Personal information
- Full name: Sergei Aleksandrovich Temryukov
- Date of birth: 1 August 1978 (age 46)
- Place of birth: Yuzhno-Sakhalinsk, Russian SFSR
- Height: 1.77 m (5 ft 9+1⁄2 in)
- Position(s): Defender

Youth career
- DYuSSh Yuzhno-Sakhalinsk
- 1996–1997: PSV Eindhoven

Senior career*
- Years: Team / Apps / (Gls)
- 1994–1995: Lokomotiv Yuzhno-Sakhalinsk
- 1997–2000: PSV Eindhoven / 2 / (0)
- 1999: → Dynamo Moscow (loan) / 0 / (0)
- 2000–2002: FC Eindhoven / 99 / (4)
- 2003: Lokomotiv Yuzhno-Sakhalinsk
- 2004: Uralan Elista / 17 / (1)
- 2004–2005: Kozakken Boys
- 2005–2007: KAMAZ Naberezhnye Chelny / 48 / (0)
- 2007: → Dinamo Minsk (loan) / 7 / (0)

International career
- 1997–1998: Russia U-21 / 11 / (0)

= Sergei Temryukov =

Russian footballer

Sergei Aleksandrovich Temryukov (Серге́й Александрович Темрюков; born 1 August 1978) is a Russian former professional footballer.

==Career==
Born in Yuzhno-Sakhalinsk, Temuryukov trained with the Russia national under-17 football team in Moscow. Shortly after, he joined PSV Eindhoven's youth academy at age 16. Eventually, Temuryukov started training with PSV's senior side and made a handful of Eredivisie appearances, becoming the first Russian to play for the club.

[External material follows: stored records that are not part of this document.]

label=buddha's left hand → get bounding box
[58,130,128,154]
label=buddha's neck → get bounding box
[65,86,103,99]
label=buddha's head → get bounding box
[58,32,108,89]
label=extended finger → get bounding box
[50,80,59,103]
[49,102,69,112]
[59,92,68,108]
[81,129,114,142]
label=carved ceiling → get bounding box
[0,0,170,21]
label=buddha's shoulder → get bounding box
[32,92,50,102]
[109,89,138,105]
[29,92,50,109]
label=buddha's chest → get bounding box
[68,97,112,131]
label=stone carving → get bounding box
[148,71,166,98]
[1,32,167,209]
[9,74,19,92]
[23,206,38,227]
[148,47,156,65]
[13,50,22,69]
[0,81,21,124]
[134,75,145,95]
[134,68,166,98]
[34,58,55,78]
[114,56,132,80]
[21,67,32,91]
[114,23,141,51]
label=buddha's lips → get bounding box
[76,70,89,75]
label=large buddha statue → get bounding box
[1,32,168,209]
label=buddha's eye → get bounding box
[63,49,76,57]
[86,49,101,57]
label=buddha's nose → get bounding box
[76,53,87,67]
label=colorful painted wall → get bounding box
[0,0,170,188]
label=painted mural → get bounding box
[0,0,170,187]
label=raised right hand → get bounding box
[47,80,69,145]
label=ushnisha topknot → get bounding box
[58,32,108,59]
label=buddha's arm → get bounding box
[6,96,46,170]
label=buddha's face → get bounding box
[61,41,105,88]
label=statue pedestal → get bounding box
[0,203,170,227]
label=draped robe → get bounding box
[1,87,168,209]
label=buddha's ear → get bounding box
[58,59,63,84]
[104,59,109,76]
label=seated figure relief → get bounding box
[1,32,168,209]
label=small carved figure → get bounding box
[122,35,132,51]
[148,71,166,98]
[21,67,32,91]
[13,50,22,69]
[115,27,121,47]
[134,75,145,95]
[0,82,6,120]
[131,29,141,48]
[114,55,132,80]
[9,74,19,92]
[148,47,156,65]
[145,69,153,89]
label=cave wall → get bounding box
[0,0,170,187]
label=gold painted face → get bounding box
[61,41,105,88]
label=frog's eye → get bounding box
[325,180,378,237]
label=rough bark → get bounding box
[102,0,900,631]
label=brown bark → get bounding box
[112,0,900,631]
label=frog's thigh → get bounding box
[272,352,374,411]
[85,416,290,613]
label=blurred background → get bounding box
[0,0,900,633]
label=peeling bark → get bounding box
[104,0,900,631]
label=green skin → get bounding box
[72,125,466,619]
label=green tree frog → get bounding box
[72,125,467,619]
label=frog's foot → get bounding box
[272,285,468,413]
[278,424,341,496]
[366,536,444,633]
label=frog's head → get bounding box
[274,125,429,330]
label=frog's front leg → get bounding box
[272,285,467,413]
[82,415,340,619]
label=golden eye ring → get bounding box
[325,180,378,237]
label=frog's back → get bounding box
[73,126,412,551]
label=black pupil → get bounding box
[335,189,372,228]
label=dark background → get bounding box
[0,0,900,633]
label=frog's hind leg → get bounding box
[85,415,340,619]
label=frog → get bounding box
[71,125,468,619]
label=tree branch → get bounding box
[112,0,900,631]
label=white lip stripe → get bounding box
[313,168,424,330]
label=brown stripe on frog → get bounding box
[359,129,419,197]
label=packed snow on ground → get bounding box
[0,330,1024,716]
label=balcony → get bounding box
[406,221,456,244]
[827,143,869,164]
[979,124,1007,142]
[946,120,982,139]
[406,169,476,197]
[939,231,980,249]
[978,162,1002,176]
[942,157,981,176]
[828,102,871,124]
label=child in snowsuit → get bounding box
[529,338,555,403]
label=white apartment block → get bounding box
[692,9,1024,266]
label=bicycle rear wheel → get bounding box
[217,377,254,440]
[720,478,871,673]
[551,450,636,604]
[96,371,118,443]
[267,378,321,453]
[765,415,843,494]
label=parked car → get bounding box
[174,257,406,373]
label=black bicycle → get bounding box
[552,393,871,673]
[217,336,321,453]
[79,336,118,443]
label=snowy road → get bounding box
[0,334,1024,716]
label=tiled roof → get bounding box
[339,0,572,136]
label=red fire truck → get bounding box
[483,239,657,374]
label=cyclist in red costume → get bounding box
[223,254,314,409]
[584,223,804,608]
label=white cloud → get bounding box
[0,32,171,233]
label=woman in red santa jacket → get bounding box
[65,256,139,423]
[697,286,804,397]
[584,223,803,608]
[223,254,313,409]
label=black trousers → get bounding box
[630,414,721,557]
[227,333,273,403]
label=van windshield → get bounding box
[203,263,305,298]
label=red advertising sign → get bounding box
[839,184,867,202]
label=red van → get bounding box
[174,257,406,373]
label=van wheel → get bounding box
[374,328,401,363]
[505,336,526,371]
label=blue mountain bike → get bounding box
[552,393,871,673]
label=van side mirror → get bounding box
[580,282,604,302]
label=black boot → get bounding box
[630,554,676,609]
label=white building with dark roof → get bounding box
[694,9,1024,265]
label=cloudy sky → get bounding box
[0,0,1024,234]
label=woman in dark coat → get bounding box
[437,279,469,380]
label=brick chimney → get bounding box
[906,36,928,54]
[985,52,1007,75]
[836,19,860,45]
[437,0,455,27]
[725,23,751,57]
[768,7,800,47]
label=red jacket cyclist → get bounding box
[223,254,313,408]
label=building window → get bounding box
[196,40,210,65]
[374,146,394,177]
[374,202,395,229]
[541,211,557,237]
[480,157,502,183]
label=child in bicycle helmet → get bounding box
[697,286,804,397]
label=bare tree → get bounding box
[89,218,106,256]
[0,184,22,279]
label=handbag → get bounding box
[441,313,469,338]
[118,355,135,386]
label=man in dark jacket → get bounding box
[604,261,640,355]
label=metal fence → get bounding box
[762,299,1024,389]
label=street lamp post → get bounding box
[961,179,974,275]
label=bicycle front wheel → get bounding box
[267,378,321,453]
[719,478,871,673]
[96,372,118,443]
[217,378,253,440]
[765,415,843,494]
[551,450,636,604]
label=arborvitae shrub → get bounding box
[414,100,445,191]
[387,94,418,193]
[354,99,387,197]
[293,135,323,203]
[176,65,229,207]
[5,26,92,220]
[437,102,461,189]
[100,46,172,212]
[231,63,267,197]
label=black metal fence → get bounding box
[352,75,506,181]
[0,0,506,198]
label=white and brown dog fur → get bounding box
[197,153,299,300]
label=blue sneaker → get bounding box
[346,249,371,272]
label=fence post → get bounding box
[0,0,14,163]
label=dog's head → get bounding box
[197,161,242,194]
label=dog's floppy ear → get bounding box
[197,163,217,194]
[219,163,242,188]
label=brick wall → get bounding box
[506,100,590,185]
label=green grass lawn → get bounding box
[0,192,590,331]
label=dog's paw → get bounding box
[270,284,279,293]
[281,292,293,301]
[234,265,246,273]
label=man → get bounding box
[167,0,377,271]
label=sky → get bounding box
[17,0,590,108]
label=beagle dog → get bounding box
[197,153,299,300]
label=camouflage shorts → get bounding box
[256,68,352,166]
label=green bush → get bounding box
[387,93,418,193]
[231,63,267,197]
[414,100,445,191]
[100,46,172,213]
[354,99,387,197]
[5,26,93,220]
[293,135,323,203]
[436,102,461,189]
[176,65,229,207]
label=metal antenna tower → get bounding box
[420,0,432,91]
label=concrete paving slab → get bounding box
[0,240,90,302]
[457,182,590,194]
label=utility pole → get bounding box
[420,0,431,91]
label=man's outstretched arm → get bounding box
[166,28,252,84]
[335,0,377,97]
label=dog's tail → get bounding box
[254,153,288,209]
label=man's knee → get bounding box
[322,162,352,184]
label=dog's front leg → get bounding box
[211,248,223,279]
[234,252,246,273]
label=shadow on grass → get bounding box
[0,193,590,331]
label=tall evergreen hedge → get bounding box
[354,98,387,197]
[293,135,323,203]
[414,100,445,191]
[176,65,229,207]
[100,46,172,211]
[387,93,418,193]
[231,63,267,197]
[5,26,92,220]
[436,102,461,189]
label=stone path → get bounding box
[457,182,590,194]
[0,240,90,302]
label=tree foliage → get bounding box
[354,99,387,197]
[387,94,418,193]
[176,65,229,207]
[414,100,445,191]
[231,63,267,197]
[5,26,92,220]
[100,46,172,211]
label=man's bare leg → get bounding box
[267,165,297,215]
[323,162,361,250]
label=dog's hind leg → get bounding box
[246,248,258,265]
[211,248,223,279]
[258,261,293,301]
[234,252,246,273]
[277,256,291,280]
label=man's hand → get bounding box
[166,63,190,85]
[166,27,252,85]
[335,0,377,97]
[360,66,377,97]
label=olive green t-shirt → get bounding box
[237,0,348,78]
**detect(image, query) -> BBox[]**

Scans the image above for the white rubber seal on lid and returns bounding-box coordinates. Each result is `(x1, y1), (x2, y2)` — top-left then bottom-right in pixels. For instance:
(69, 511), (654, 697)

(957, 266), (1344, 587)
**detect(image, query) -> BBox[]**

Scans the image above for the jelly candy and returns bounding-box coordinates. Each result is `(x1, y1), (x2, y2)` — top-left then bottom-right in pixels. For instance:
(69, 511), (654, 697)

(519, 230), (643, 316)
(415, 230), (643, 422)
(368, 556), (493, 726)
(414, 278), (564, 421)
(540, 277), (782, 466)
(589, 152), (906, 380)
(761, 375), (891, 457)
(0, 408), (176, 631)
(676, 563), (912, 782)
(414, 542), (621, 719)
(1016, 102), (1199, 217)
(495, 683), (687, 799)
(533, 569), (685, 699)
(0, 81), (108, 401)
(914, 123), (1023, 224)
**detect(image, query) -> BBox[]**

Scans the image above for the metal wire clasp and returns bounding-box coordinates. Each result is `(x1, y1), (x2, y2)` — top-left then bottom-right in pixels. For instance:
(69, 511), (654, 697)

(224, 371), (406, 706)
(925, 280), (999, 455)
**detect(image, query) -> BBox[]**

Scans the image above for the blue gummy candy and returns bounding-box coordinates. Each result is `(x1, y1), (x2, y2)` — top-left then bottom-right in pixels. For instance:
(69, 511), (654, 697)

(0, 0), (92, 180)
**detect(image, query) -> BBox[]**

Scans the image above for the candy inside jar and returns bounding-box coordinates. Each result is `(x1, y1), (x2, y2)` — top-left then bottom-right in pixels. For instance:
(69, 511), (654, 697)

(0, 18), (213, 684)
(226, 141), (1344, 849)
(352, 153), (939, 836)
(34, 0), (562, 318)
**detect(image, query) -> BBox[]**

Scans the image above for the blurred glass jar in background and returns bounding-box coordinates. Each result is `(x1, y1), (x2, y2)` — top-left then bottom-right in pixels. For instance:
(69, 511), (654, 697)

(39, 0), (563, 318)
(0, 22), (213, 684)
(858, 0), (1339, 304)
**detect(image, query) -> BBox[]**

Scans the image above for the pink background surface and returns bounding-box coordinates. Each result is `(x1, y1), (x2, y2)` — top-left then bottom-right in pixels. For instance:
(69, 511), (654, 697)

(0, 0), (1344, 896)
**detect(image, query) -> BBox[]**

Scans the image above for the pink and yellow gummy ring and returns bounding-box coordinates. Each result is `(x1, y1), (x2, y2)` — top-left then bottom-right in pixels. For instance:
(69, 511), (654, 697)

He didn't play enough matches to receive a medal, but PSV twice won the league during Temuryukov's time at the club.

Temuryukov had a spell on loan at FC Dynamo Moscow, but it was cut short after he suffered a serious knee injury. With his chances at PSV limited, he signed for Eerste Divisie side FC Eindhoven.